Ablasi frekuensi radio adalah tindakan kuratif, dan jalur abnormal akan hilang secara permanen setelah ablasi dan dapat dipertahankan secara permanen. Namun, apakah jalur abnormal baru akan muncul bervariasi dari satu orang ke orang lain. Namun, ablasi frekuensi radio adalah perawatan invasif dan indikasinya harus dikontrol dengan ketat.
Ablasi frekuensi radio cocok untuk takiaritmia. Misalnya, atrial flutter dengan kontrol yang buruk terhadap laju ventrikel dan episode yang sering terjadi; fibrilasi atrium yang bergejala dan sering; fibrilasi atrium dengan laju ventrikel yang cepat dan sindrom pra-eksitasi; atrioventrikular atau takikardia refraktori nodal AV; dan takikardia ventrikel yang sering terjadi (> 10.000 denyut/24 jam) yang penyebabnya tidak diketahui atau dengan efikasi farmakologis yang buruk.
Ablasi frekuensi radio juga diindikasikan untuk takikardia ventrikel idiopatik tanpa penyakit jantung organik; kardiomiopati berulang dengan takikardia; ketidakstabilan hemodinamik (misalnya, syok, dll., Hipotensi, dll.); dan takikardia ventrikel organik yang bergejala atau secara farmakologis tidak efektif dengan kekambuhan yang sering terjadi, yang seringkali dilengkapi dengan terapi defibrilator cardioverter-defibrilator implan.

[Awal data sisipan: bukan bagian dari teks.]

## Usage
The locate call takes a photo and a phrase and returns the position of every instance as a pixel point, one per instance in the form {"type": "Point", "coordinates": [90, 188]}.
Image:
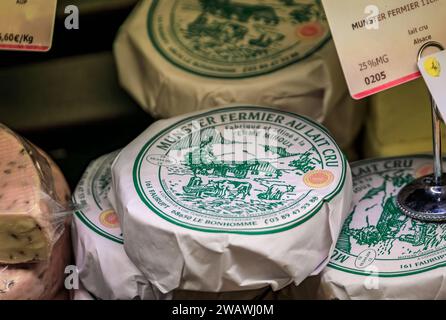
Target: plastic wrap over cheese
{"type": "Point", "coordinates": [179, 56]}
{"type": "Point", "coordinates": [381, 253]}
{"type": "Point", "coordinates": [32, 212]}
{"type": "Point", "coordinates": [231, 199]}
{"type": "Point", "coordinates": [104, 268]}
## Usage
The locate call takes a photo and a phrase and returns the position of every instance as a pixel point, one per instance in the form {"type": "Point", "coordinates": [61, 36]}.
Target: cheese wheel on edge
{"type": "Point", "coordinates": [229, 200]}
{"type": "Point", "coordinates": [178, 56]}
{"type": "Point", "coordinates": [381, 253]}
{"type": "Point", "coordinates": [104, 268]}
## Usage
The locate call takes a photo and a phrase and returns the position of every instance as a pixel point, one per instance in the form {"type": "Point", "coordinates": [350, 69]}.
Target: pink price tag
{"type": "Point", "coordinates": [27, 25]}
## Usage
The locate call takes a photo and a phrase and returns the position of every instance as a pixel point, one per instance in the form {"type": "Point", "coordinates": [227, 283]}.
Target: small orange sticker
{"type": "Point", "coordinates": [318, 178]}
{"type": "Point", "coordinates": [310, 30]}
{"type": "Point", "coordinates": [109, 219]}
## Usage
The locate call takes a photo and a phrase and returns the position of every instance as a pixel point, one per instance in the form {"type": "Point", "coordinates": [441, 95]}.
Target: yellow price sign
{"type": "Point", "coordinates": [432, 67]}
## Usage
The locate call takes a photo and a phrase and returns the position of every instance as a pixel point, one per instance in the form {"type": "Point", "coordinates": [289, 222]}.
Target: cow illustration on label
{"type": "Point", "coordinates": [238, 176]}
{"type": "Point", "coordinates": [236, 39]}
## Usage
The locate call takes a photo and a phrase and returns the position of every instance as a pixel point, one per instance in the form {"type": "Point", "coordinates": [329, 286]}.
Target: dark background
{"type": "Point", "coordinates": [68, 101]}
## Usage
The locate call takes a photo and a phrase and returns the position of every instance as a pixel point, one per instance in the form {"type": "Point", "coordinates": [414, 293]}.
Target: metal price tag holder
{"type": "Point", "coordinates": [425, 198]}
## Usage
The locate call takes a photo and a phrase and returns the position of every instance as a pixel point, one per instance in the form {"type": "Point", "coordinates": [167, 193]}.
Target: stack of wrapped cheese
{"type": "Point", "coordinates": [34, 240]}
{"type": "Point", "coordinates": [178, 56]}
{"type": "Point", "coordinates": [219, 204]}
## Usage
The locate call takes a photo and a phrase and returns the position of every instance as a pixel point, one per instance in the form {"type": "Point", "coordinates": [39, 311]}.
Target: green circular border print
{"type": "Point", "coordinates": [246, 170]}
{"type": "Point", "coordinates": [93, 191]}
{"type": "Point", "coordinates": [237, 38]}
{"type": "Point", "coordinates": [377, 238]}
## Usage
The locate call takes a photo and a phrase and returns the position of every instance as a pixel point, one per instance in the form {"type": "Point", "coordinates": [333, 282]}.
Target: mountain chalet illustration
{"type": "Point", "coordinates": [392, 225]}
{"type": "Point", "coordinates": [228, 177]}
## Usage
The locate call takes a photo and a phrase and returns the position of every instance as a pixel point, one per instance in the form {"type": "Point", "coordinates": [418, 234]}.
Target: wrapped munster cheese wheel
{"type": "Point", "coordinates": [381, 253]}
{"type": "Point", "coordinates": [233, 199]}
{"type": "Point", "coordinates": [178, 56]}
{"type": "Point", "coordinates": [104, 268]}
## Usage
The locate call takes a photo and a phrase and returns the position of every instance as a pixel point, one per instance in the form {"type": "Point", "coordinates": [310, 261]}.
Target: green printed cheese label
{"type": "Point", "coordinates": [378, 238]}
{"type": "Point", "coordinates": [236, 38]}
{"type": "Point", "coordinates": [244, 170]}
{"type": "Point", "coordinates": [92, 196]}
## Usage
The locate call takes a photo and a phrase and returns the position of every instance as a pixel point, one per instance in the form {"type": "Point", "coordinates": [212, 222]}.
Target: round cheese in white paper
{"type": "Point", "coordinates": [178, 56]}
{"type": "Point", "coordinates": [381, 253]}
{"type": "Point", "coordinates": [236, 198]}
{"type": "Point", "coordinates": [104, 268]}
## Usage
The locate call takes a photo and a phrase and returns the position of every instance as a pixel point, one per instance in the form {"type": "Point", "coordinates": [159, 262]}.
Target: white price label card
{"type": "Point", "coordinates": [433, 70]}
{"type": "Point", "coordinates": [27, 25]}
{"type": "Point", "coordinates": [378, 40]}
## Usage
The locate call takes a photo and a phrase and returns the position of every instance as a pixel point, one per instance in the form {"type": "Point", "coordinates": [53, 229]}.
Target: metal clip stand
{"type": "Point", "coordinates": [425, 198]}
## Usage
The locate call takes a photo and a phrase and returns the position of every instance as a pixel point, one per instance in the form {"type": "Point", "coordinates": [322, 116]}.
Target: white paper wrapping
{"type": "Point", "coordinates": [381, 253]}
{"type": "Point", "coordinates": [181, 56]}
{"type": "Point", "coordinates": [238, 198]}
{"type": "Point", "coordinates": [104, 269]}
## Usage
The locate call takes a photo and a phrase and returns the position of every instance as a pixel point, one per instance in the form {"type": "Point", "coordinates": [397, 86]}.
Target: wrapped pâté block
{"type": "Point", "coordinates": [228, 200]}
{"type": "Point", "coordinates": [381, 253]}
{"type": "Point", "coordinates": [29, 168]}
{"type": "Point", "coordinates": [105, 270]}
{"type": "Point", "coordinates": [179, 56]}
{"type": "Point", "coordinates": [32, 214]}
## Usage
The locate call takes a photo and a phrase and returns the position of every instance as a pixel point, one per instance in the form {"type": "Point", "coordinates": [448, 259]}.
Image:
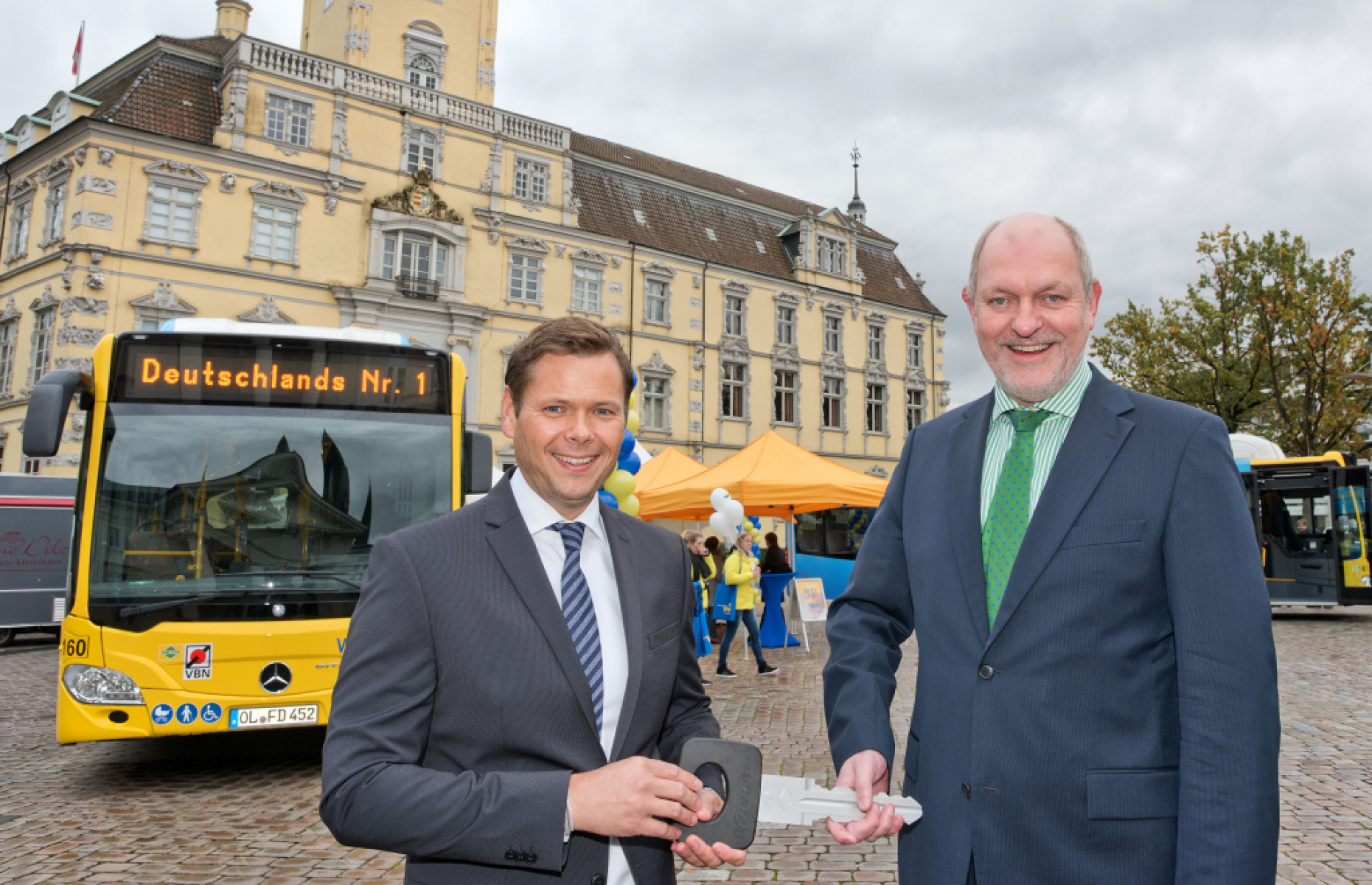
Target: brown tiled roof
{"type": "Point", "coordinates": [881, 269]}
{"type": "Point", "coordinates": [677, 220]}
{"type": "Point", "coordinates": [170, 95]}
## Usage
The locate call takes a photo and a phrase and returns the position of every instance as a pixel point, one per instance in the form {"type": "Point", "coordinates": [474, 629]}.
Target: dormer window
{"type": "Point", "coordinates": [423, 72]}
{"type": "Point", "coordinates": [832, 255]}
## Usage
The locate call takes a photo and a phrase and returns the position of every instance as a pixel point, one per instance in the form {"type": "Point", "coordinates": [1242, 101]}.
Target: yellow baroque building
{"type": "Point", "coordinates": [368, 178]}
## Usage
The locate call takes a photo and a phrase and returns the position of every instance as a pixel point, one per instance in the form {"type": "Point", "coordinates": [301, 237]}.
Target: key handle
{"type": "Point", "coordinates": [742, 767]}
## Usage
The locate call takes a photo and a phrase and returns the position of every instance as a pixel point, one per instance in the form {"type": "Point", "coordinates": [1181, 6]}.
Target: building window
{"type": "Point", "coordinates": [784, 397]}
{"type": "Point", "coordinates": [423, 72]}
{"type": "Point", "coordinates": [19, 231]}
{"type": "Point", "coordinates": [876, 344]}
{"type": "Point", "coordinates": [833, 255]}
{"type": "Point", "coordinates": [420, 150]}
{"type": "Point", "coordinates": [172, 215]}
{"type": "Point", "coordinates": [731, 390]}
{"type": "Point", "coordinates": [876, 408]}
{"type": "Point", "coordinates": [288, 121]}
{"type": "Point", "coordinates": [914, 350]}
{"type": "Point", "coordinates": [57, 205]}
{"type": "Point", "coordinates": [526, 277]}
{"type": "Point", "coordinates": [9, 344]}
{"type": "Point", "coordinates": [655, 302]}
{"type": "Point", "coordinates": [530, 181]}
{"type": "Point", "coordinates": [832, 403]}
{"type": "Point", "coordinates": [275, 229]}
{"type": "Point", "coordinates": [785, 325]}
{"type": "Point", "coordinates": [44, 328]}
{"type": "Point", "coordinates": [833, 334]}
{"type": "Point", "coordinates": [652, 403]}
{"type": "Point", "coordinates": [914, 409]}
{"type": "Point", "coordinates": [734, 314]}
{"type": "Point", "coordinates": [414, 258]}
{"type": "Point", "coordinates": [588, 285]}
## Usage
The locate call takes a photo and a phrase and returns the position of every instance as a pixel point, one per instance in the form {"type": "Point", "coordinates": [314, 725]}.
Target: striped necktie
{"type": "Point", "coordinates": [581, 615]}
{"type": "Point", "coordinates": [1009, 516]}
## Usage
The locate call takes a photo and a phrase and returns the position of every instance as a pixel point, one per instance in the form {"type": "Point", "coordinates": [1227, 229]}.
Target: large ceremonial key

Ablasi frekuensi radio adalah teknik yang secara radikal dapat mengaborsi jalur abnormal, dan dapat dipertahankan secara permanen setelah berhasil. Namun, beberapa aritmia memiliki sejumlah besar jalur listrik abnormal, yang mungkin tidak dapat diaborsi seluruhnya pada saat prosedur, yang menyebabkan kekambuhan pasca-prosedur, atau pasien dapat mengembangkan jalur listrik abnormal baru setelah prosedur yang menyebabkan kekambuhan, jadi silakan berkonsultasi dengan ahli medis untuk mendapatkan nasihat khusus.